Wanneer bestraling wordt toegevoegd aan chemotherapie, kunnen de risico's voor gezonde organen worden verhoogd, omdat de risicodeeltjes gevoelig zijn voor zowel de effecten van de chemotherapie als de bestraling.

Chemotherapie en bestraling worden vaak samen gepland, maar ze worden afzonderlijk toegediend, en vaak volg je de ander bij de behandeling van lymfoom. Protontherapie is ontworpen om de blootstelling aan gezonde weefsels te verminderen die kunnen optreden bij het richten op de maligniteit. Veel patiënten met lymfoom zijn jonger als ze worden gediagnosticeerd en leven lang na de behandeling, dus lopen ze het risico op late opkomende, langdurige bijwerkingen die verband houden met standaardtherapieën.

Gebaseerd op wat bekend is over protonentherapie, geloven velen dat bijwerkingen zullen verminderen in vergelijking met conventionele therapie.

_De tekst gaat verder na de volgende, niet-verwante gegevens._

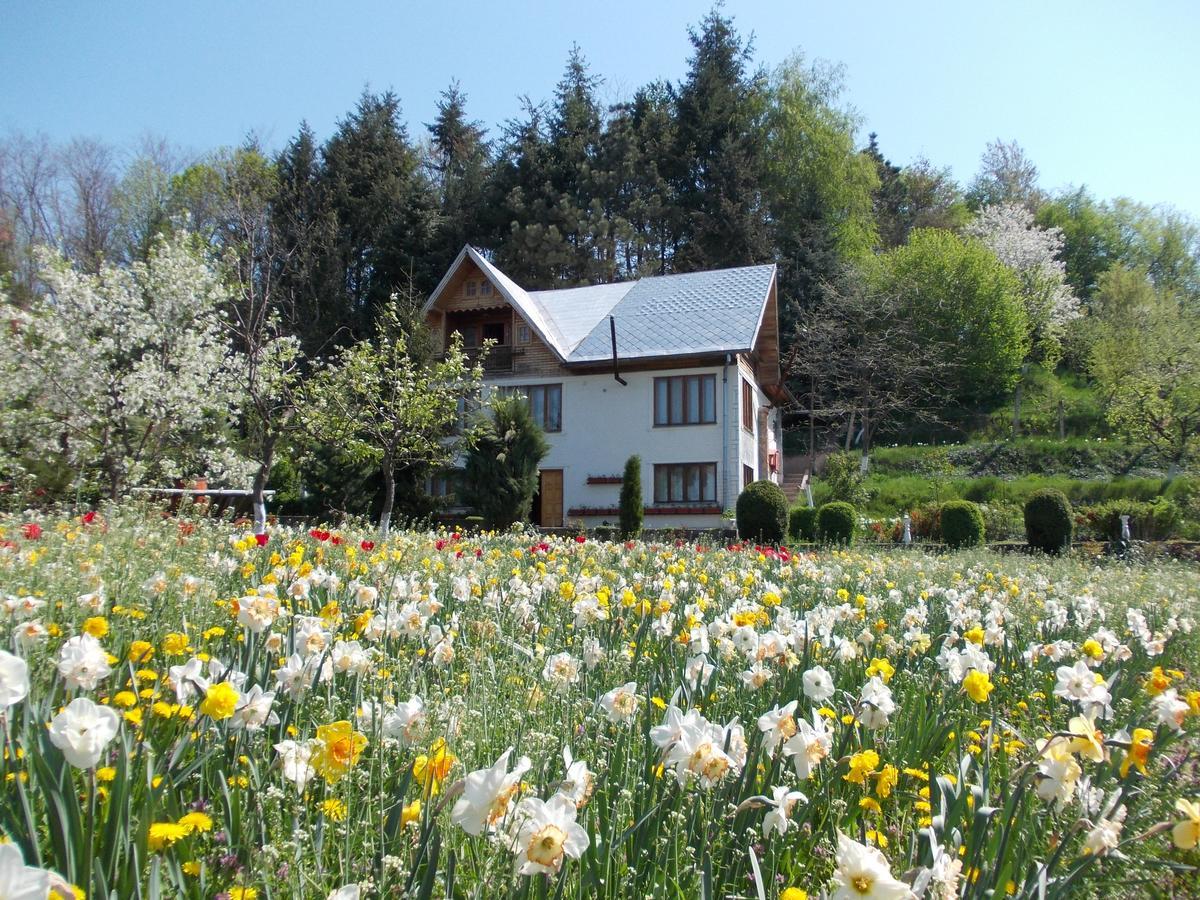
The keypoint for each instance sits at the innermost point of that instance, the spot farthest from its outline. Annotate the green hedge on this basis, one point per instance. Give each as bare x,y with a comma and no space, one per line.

Artsen en onderzoekers werken ook aan de chemotherapie kant van de vergelijking, het verkennen van het gebruik van nieuwere middelen met minder bijwerkingen, op zoek naar eventuele gevolgen voor de lange termijn en late bijwerkingen.

Vooral patiënten met Hodgkin lymfoom hebben hoge genezingspercentages, maar ze hebben ook de neiging om bijwerkingen van de chemotherapie en bestraling te ontwikkelen. In feite zijn overlevenden van het Hodgkin-lymfoom in de kindertijd een van de groepen die het meeste risico lopen op ernstige of levensbedreigende chronische gezondheidsproblemen, zoals tweede kanker of hartaandoeningen . Deze verhoogde risico's worden verondersteld ten minste gedeeltelijk te wijten aan de late effecten van chemotherapie en radiotherapie.

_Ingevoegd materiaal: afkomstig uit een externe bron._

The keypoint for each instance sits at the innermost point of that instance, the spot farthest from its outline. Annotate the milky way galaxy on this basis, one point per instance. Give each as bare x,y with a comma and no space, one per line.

Omdat protonentherapie is ontworpen om preciezer te zijn in het afleveren van straling, is de hoop dat er minder hartziekten en minder tweede kankers zullen ontstaan. Tot nu toe leek in één studie de incidentie van tweede kankers bij degenen die werden behandeld met proton- versus fotonstraling vergelijkbaar, maar de gegevens zijn beperkt en er is meer onderzoek nodig.

Een woord van

Oncologen die het gebruik van protonentherapie voor Hodgkin-lymfoom ondersteunen, hebben een evenwichtsoefening beschreven die wordt uitgevoerd, tussen terugval als gevolg van ontoereikende therapie enerzijds en ernstige late toxiciteit door overdreven agressieve behandeling anderzijds.

Sommigen zeggen dat als je de chemotherapie zou verhogen om te compenseren voor het niet hebben van bestralingstherapie, je waarschijnlijk geen winst zou maken in termen van toxiciteit op de lange termijn. Bovendien adviseren ze dat vrijheid van de tweede terugval van lymfoom een ​​belangrijk resultaat is om op de hoogte te blijven, omdat onderzoekers in de toekomst de risico's en voordelen van nieuwere benaderingen proberen op te lossen.

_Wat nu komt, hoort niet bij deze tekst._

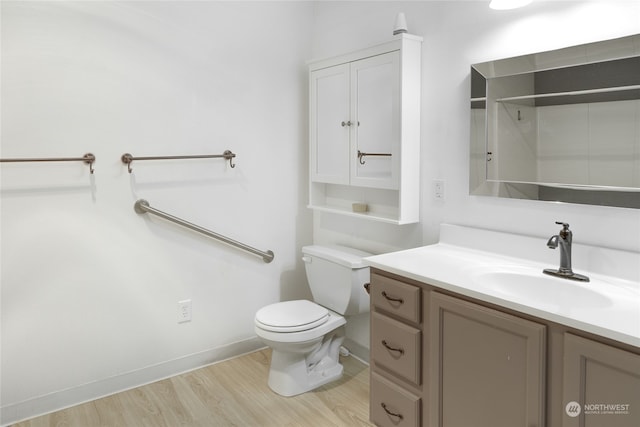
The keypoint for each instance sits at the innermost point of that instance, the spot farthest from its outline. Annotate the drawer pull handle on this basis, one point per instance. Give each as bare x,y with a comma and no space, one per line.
399,350
393,414
400,300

Volgens een studie van Hoppe en zijn collega's zorgde protonentherapie voor een lagere algemene stralingsdosis voor het hart, de longen, borsten, slokdarm en andere structuren voor de overgrote meerderheid van de deelnemers aan de studie met Hodgkin-lymfoom. Alleen de tijd zal uitwijzen of protontherapie steeds meer routine zal worden.

> Bronnen:

> Chung CS, Yock TI, Nelson K, Xu Y, Keating NL, Tarbell NJ. De incidentie van tweede maligniteiten bij patiënten die werden behandeld met proton- versus fotonstraling. Int J Radiat Oncol Biol Phys. 2013; 87 (1): 46-52.

> Hoppe BS, Flampouri S, Su Z, et al. Effectieve dosisreductie voor cardiale structuren met behulp van protonen vergeleken met 3DCRT en IMRT in mediastinum Hodgkin-lymfoom. Int J Radiat Oncol Biol Phys 2012; 84: 449-455.

> NCCN Radiation Therapy Compendium. 2017.